Funding would allow a one-year fellowship program in which the practitioners match with graduate students at ASU to create a data-driven visualization or analysis tool to help in managing endangered species.

“They will have been intellectually invested in the creation of that tool … and we know they will be much more likely to advocate for that tool if they were part of its creation,” said Margaret Hinrichs, associate director of decision science at the Knowledge Exchange for Resilience and an assistant research professor in the School of Complex Adaptive Systems.

“Here, it’s specifically endangered species recovery, but you can imagine opioid usage, water management, wildfires, pandemics — there are a lot of other complex problems that would benefit from this approach,” she said.

Plastic recycling in Ethiopia

This project is called Zelaki, which means “long lasting” in the Ethiopian language of Amharic. The goal is to create international student-led workshops to remove tons of plastic water bottle waste from Ethiopia’s national parks and use low-tech machinery to recycle it into tourist souvenirs that local community members can sell.

More than 300,000 plastic bottles a year are discarded in the fragile ecosystem of the country’s Simien Mountains National Park.

India Schneider-Crease, an assistant professor in the School of Human Evolution and Social Change and the Center for Evolution and Medicine at ASU, just returned from Ethiopia, where she has been organizing a pilot.

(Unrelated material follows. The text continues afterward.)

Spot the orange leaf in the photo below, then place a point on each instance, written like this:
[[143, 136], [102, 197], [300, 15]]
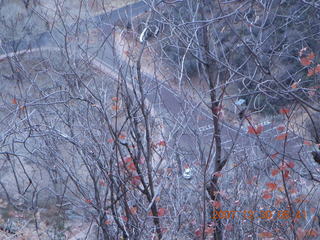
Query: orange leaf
[[294, 85], [122, 136], [311, 72], [258, 130], [216, 204], [132, 167], [282, 137], [136, 180], [198, 232], [273, 156], [107, 222], [305, 61], [290, 164], [312, 233], [286, 174], [162, 143], [115, 107], [209, 230], [308, 143], [284, 111], [218, 174], [311, 56], [228, 227], [275, 172], [102, 183], [266, 235], [281, 128], [161, 212], [133, 210], [271, 186]]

“People want to recycle but they lack the technology and capacity to implement recycling pipelines in these pretty remote areas,” she said.

“(Zelaki) disrupts standard recycling paradigms in which corporations come in, extract profit from the recycled plastic and nothing goes back to the community.”

Expanding their impact

In providing feedback, the judges asked for more detailed metrics, suggested an emphasis on particular points or highlighted potential challenges they’ve faced in their experiences.

Dawn Wallace, vice president for civic leadership at the Flinn Foundation, runs the Flinn-Brown Fellowship program. She gave feedback to the team proposing fellowships for conservation practitioners and described the difficulty of keeping alumni of such programs engaged if they move away.

“The long-term impact of investing in these human beings who are doing the work is meaningful,” she said.

“But you’re dealing with human beings who may not stick around in their jobs or in the state. It’s an important part of the impact value.”

The feedback from the Moonshot Accelerator cohort has shown that there’s a demand for this type of training across ASU, Govani said.

“We have built standalone workshops, taking modules out of this cohort to get this information to more teams,” she said.

The second cohort has been announced, and that group will likely have a pitch session earlier in the process.

“The process of building the pitch clarifies their thinking in ways the training content alone doesn’t do,” Govani said.

Swerzenski, the director of the Osher Lifelong Learning Institute, said the Moonshot Accelerator cohort program was transformational.

“I had ideas of where I wanted to go but no direction,” he said.

“They gave us the direction and connection on where to find funding and how to use different language for different funders.

“I knew what we believed in but we got a clear and succinct paragraph of OLLI and the impact it can make.”